A inovação tecnológica (BESANKO et al, 2006, p.88) dá às empresas um controle sobre a produção. Além disso, permite que as empresas menores possam competir em termos iguais ou melhores com empresas maiores, que antes eram as principais beneficiárias das melhorias na produção.

A titularidade de direitos de propriedade intelectual e seu licenciamento ao setor produtivo, ainda que não tenham assegurado recursos financeiros necessários a custear a totalidade dos programas de pesquisa da Embrapa ajudaram a quebrar o corporativismo da estatal, em muitos setores. Elevaram o padrão de qualidade de seus produtos tecnológicos, além de obrigá-la a trilhar o tortuoso aprendizado da negociação caso a caso. E pressionaram pela busca de solução para assegurar tratamento institucional às diferentes categorias de parceiros reais e potenciais.

Pelas razões expostas conclui-se que a propriedade intelectual constitui um mecanismo de incentivos à formalização de parceria público-privada por meio de contratos, com o objetivo de captar recursos privados destinados a apoiar a execução da pesquisa pública.

O modelo acima descrito indica que a constituição dessa cooperação produz resultados concretos pelo uso racional de recursos aportados pela pesquisa pública e pelos empresários. O modelo foi praticado no âmbito do melhoramento vegetal convencional e na sua transição visando as primeiras cultivares de soja e algodão transgênicos. Os resultados foram expressivos e indicam que o mesmo modelo pode ser replicado, com alguns ajustes, na conjugação de esforços para a execução e financiamento dos grandes projetos na área da biotecnologia com alvo na obtenção de construções gênicas a partir da nossa biodiversidade.

A meta deveria ser reduzir a dependência tecnológica do país e os insumos encontram-se presentes, à vista de todos.

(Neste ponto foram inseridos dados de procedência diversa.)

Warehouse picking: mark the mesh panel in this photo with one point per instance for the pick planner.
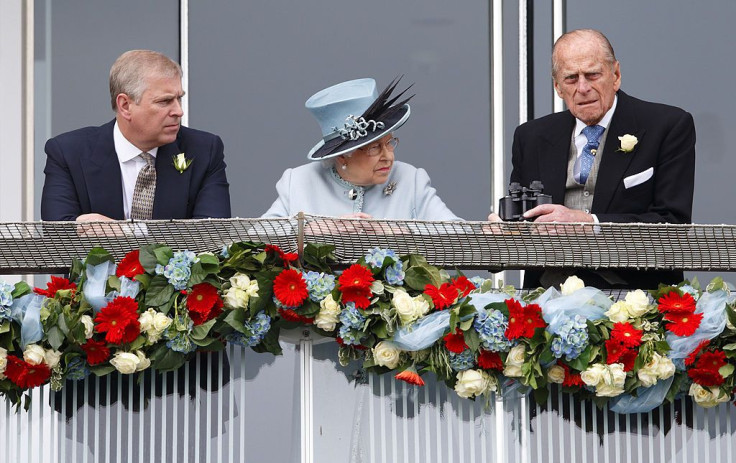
(50, 247)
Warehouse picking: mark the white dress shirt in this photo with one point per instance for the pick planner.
(130, 165)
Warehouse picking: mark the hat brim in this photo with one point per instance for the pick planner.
(338, 146)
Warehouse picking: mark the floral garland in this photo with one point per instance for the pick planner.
(394, 314)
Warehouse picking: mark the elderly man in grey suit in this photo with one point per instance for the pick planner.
(609, 158)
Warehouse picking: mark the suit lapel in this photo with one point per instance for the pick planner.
(172, 187)
(553, 158)
(102, 175)
(615, 163)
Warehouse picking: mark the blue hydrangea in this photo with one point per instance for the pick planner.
(395, 274)
(376, 256)
(352, 322)
(462, 361)
(76, 369)
(491, 325)
(179, 269)
(319, 285)
(571, 338)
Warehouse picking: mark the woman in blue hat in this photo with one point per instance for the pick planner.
(358, 176)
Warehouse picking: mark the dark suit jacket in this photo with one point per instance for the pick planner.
(666, 135)
(83, 176)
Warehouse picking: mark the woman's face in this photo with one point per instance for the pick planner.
(369, 165)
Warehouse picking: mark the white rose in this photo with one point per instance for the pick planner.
(89, 325)
(404, 305)
(571, 285)
(125, 362)
(514, 361)
(52, 357)
(628, 142)
(592, 376)
(236, 298)
(386, 354)
(146, 320)
(619, 312)
(638, 303)
(556, 374)
(253, 289)
(329, 312)
(3, 362)
(161, 322)
(471, 383)
(143, 361)
(665, 368)
(240, 281)
(34, 354)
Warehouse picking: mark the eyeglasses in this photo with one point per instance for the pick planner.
(376, 148)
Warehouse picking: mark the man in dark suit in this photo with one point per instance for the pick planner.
(609, 158)
(128, 167)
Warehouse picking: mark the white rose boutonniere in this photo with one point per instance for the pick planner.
(628, 142)
(181, 163)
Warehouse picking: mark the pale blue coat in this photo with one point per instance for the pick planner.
(314, 189)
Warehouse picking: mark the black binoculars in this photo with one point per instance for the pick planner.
(521, 199)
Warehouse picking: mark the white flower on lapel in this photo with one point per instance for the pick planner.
(628, 142)
(181, 163)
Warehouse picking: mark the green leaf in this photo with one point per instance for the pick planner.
(55, 337)
(159, 291)
(97, 256)
(199, 332)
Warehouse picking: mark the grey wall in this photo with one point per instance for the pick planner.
(254, 64)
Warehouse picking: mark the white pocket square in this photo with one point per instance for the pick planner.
(638, 179)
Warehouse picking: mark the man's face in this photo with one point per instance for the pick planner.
(155, 120)
(585, 81)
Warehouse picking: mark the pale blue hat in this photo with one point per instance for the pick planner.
(340, 111)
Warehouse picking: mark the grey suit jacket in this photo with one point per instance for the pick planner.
(311, 188)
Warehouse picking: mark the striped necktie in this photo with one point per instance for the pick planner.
(145, 189)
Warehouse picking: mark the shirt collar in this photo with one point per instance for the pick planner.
(605, 122)
(124, 148)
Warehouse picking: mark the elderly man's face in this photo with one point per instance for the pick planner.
(585, 81)
(155, 120)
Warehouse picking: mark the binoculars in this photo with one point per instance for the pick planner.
(521, 199)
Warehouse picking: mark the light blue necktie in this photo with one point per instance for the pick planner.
(593, 134)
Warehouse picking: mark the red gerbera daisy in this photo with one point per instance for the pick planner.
(455, 342)
(26, 375)
(119, 319)
(291, 316)
(489, 360)
(626, 334)
(694, 354)
(683, 324)
(56, 284)
(442, 297)
(97, 351)
(629, 358)
(290, 288)
(411, 376)
(523, 320)
(705, 377)
(130, 266)
(674, 303)
(463, 285)
(571, 379)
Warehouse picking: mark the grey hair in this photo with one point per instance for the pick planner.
(608, 54)
(129, 72)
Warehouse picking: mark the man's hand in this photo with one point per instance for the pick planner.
(557, 213)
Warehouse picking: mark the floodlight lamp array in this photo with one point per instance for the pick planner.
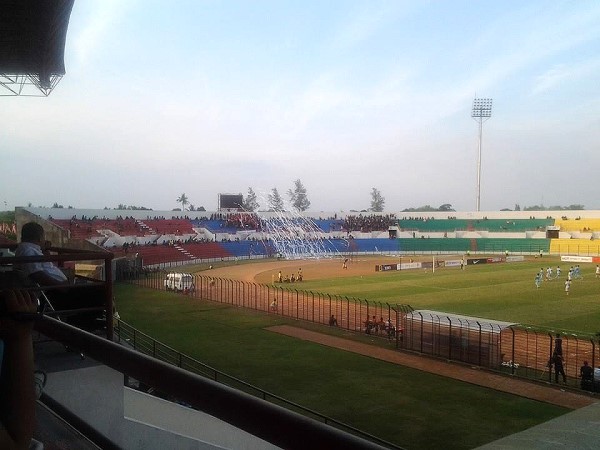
(482, 108)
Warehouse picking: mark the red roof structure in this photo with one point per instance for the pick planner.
(32, 44)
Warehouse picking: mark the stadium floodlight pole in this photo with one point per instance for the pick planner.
(482, 111)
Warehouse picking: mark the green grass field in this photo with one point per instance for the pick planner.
(410, 408)
(493, 291)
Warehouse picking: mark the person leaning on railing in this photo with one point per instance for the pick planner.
(33, 243)
(17, 393)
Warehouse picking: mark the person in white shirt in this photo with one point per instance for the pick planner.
(33, 243)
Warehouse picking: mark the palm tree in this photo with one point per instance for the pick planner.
(183, 200)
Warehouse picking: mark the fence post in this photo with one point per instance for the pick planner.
(449, 338)
(422, 325)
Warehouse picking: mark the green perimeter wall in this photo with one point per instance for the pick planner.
(499, 245)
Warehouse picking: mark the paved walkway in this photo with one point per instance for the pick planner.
(542, 392)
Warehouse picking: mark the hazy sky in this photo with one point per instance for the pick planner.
(202, 97)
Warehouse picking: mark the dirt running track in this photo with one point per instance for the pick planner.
(265, 272)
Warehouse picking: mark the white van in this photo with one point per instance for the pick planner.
(179, 282)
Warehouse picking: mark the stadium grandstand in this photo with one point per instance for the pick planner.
(173, 237)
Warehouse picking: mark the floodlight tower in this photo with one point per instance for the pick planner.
(481, 112)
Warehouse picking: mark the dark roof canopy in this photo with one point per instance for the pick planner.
(32, 43)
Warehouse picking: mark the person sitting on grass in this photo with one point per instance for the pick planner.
(586, 372)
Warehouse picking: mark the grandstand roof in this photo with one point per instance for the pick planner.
(32, 44)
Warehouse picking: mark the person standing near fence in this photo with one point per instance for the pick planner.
(559, 369)
(586, 372)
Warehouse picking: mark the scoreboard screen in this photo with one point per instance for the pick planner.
(231, 201)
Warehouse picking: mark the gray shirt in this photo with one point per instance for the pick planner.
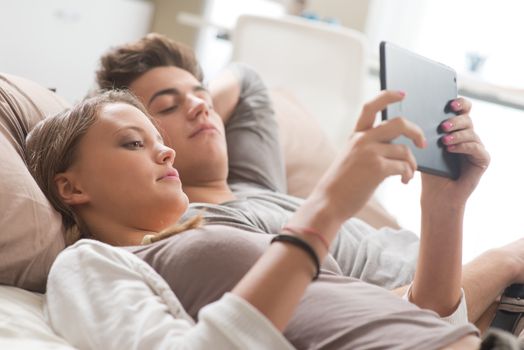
(385, 257)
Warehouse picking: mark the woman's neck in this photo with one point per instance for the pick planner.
(211, 192)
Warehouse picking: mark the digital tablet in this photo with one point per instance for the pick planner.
(429, 87)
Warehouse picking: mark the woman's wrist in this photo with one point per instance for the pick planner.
(317, 214)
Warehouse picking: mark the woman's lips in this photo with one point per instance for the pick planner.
(171, 174)
(203, 128)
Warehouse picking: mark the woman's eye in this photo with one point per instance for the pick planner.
(134, 144)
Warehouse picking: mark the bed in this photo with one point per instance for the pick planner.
(32, 233)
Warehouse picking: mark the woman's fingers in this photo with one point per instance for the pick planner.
(460, 105)
(475, 152)
(393, 167)
(393, 128)
(459, 122)
(397, 152)
(371, 108)
(467, 135)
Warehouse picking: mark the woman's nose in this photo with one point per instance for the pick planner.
(166, 155)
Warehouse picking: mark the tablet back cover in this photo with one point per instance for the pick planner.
(429, 87)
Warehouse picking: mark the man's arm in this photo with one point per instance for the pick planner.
(254, 151)
(225, 91)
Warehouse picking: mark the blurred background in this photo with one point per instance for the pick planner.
(58, 43)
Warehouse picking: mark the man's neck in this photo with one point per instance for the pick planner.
(210, 192)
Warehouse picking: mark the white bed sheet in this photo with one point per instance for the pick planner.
(23, 324)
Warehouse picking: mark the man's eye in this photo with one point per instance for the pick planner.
(134, 144)
(168, 110)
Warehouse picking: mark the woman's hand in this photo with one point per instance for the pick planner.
(460, 138)
(369, 158)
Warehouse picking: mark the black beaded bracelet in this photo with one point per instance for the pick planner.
(300, 243)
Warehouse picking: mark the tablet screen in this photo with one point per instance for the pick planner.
(429, 87)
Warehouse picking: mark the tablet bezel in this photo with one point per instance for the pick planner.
(429, 86)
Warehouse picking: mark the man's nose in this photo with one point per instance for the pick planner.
(197, 107)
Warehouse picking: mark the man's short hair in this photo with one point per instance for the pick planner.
(124, 64)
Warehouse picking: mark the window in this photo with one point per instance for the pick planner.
(478, 39)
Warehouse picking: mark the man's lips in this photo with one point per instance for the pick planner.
(203, 127)
(171, 174)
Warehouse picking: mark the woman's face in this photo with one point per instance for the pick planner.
(125, 175)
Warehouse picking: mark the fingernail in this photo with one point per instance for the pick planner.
(455, 105)
(447, 126)
(448, 139)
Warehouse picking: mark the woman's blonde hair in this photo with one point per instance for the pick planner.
(52, 149)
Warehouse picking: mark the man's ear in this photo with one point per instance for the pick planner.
(69, 190)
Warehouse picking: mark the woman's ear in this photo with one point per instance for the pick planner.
(69, 190)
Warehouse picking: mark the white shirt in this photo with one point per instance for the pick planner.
(102, 297)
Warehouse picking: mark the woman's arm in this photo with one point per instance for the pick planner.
(438, 280)
(345, 188)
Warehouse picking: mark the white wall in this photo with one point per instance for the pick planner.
(58, 42)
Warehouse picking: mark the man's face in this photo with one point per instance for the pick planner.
(184, 111)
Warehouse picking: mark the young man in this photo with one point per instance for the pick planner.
(241, 181)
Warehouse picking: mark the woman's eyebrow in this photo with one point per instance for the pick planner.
(139, 130)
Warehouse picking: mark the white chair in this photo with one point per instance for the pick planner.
(323, 65)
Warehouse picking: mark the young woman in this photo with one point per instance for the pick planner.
(105, 167)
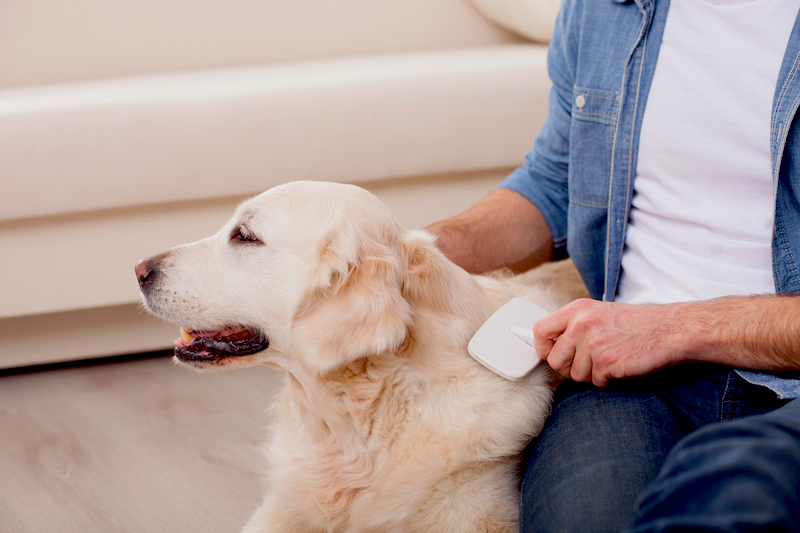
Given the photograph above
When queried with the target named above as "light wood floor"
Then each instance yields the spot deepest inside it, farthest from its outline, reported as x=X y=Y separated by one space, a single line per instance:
x=136 y=446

Essa é a razão pela qual sustentamos que a inexistência ou existência ainda incipiente de cooperação entre a pesquisa pública e a iniciativa privada na área da biotecnologia, pode ser uma das hipóteses responsáveis por tantos óbices no país à obtenção e liberação de OGMs voltados ao complexo agro-industrial. Então, cabe indagar porque as universidades e a própria Embrapa não replicam o modelo já testado também na concepção e execução de projetos na área da biotecnologia? Talvez a sociedade do risco e do conhecimento com a iniciativa privada supere os obstáculos atualmente existentes.